Menghadapi Tantangan Global
Dalam era globalisasi, tantangan yang dihadapi sektor riil tidak hanya berasal dari dalam negeri, tetapi juga dari luar. Oleh karena itu, pemahaman terhadap dinamika ekonomi global menjadi krusial. Indonesia perlu memperkuat posisinya dalam rantai pasok global dan menciptakan produk yang kompetitif.
Inovasi dan Teknologi
Inovasi dan penerapan teknologi baru akan menjadi pendorong utama dalam meningkatkan daya saing produk Indonesia di pasar internasional. Pemerintah dan sektor swasta harus berinvestasi dalam riset dan pengembangan untuk menciptakan produk-produk unggulan yang dapat bersaing.
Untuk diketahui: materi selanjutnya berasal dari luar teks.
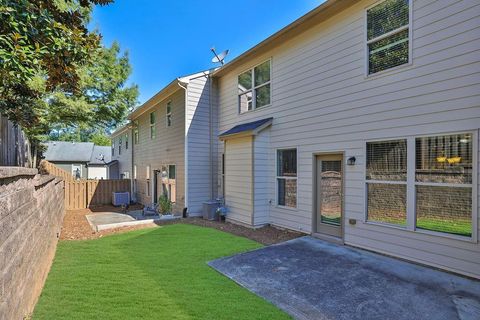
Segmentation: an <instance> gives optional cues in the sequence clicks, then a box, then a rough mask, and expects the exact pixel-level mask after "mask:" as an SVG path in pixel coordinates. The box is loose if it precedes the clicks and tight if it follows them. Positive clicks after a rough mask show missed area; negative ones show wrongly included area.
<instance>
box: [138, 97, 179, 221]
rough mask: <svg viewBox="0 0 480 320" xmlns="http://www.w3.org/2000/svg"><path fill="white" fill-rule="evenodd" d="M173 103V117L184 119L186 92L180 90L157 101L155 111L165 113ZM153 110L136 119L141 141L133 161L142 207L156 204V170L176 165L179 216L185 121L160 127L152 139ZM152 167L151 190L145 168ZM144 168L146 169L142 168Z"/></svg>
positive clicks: (158, 126) (176, 179)
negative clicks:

Pentingnya Kebijakan Perdagangan yang Strategis
Kebijakan perdagangan yang strategis juga menjadi faktor penentu dalam menghadapi persaingan global. Dengan menjalin kerja sama yang baik dengan negara lain, Indonesia dapat memperluas akses pasar bagi produk-produk lokal.
Kesimpulan
Pemerintah perlu mengambil tindakan yang lebih tegas dan terarah untuk menyelesaikan masalah sektor riil. Dengan membenahi akar permasalahan, Indonesia tidak hanya dapat menghadapi tantangan saat ini, tetapi juga menciptakan landasan yang kuat untuk pertumbuhan ekonomi di masa depan. Kolaborasi antara berbagai pihak akan menjadi kunci untuk mencapai ketahanan ekonomi yang sesungguhnya.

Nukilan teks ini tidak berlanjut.